The Write Stuff

Is blogging really dead?

Mark Twain/samuel Clemens/eps

 

 

Declaring the death of a trend can get attention but it doesn’t make it true.  Take “blogging is dead”, or “dying”, as a prime example.

We recently came across a Mark Twain-like death”of blogs and the Web. ‪The supposition is based on the belief that blogs simply get drowned out by the avalanche of data choking would-be readers’ mailboxes, browsers, and social-media pages.  There is truth to the claim of data overload, of course, but it doesn’t nullify the positive impact of well-conceived blog content that serves the interests of readers and grows the number of the visitors you want coming to your site.

There’s certainly no data we’re aware of to suggest a declining number of blogs published on corporate web sites.  In fact, it’s just the opposite.  It was projected last year that 43% of U.S. companies would be utilizing blogs for marketing in 2012 – compared to 16% in 2007.  So, yes, reports of the death of blogging are exaggerated.

The reason for its good health is easy to understand. Keeping web sites and blog content fresh and relevant to customer readership continues to be the simplest and quickest means of sustaining and enhancing your web presence.

It’s also a simple, quick way to build and substantiate thought leadership in your category whenever you can hold forth on topics of educational interest to your marketplace of customers, prospects and industry followers.
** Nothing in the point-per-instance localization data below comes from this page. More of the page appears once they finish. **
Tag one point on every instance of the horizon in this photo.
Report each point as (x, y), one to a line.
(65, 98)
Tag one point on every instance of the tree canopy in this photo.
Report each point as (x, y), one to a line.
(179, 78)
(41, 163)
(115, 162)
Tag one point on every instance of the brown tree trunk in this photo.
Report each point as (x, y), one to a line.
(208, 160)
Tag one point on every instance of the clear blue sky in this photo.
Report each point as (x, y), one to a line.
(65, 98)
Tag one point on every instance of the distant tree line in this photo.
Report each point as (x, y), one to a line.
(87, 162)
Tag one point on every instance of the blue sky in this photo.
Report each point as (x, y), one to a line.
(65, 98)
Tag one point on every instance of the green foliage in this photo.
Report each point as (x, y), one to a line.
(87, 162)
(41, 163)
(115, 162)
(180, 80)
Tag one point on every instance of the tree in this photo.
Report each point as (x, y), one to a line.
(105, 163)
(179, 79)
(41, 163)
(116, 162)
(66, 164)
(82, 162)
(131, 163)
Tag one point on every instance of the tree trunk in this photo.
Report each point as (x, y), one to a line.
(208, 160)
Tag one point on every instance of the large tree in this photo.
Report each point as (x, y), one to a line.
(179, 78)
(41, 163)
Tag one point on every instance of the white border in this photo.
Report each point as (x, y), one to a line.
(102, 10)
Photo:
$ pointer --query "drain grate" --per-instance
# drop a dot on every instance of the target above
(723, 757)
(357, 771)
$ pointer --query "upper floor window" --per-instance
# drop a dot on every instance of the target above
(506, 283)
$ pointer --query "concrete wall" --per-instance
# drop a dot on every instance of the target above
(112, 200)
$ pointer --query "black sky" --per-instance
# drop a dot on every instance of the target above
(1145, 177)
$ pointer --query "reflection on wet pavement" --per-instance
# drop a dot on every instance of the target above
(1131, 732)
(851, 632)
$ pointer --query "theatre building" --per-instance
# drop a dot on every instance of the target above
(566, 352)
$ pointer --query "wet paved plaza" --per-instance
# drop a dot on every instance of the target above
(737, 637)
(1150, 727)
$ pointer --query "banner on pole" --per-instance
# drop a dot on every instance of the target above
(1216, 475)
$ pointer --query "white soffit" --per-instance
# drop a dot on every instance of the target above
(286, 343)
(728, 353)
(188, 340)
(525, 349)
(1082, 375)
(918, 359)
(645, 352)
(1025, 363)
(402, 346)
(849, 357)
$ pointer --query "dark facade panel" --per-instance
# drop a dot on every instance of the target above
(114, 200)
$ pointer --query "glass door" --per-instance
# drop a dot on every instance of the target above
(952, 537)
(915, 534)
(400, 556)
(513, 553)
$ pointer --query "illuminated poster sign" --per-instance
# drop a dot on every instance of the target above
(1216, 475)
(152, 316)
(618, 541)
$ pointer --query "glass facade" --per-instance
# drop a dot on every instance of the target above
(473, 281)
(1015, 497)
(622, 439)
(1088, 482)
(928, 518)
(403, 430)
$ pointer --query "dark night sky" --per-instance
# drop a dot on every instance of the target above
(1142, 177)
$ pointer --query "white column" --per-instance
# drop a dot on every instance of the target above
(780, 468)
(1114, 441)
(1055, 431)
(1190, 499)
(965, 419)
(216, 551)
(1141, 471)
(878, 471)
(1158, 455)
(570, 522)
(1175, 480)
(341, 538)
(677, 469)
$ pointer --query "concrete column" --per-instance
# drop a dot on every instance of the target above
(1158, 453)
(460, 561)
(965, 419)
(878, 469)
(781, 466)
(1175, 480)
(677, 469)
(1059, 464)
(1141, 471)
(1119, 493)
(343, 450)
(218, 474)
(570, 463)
Branded blogs that thrive are those that evolve right along with the web itself. Just as corporate web sites are far more interactive today than their passive ancestors, today’s business blogs and market-savvy bloggers strive for two-way conversational engagement with readers.  They invite give and take.  This is in sharp contrast to their one-way communication soapbox predecessors.

Empirical evidence ties sales productivity, in the form of lower-cost lead generation, to a vendor’s blog activity.  Another reason why intelligently out-sourced blog content development to domain experts can represent such an intelligent (and measurable) investment in business development.  As long as they remain so useful, blogs won’t be disappearing any time soon.

Did your blog generate quality leads last year? What’s your process for coming up with new ideas to write about?  Do you solicit subject matter from customers? What’s your plan?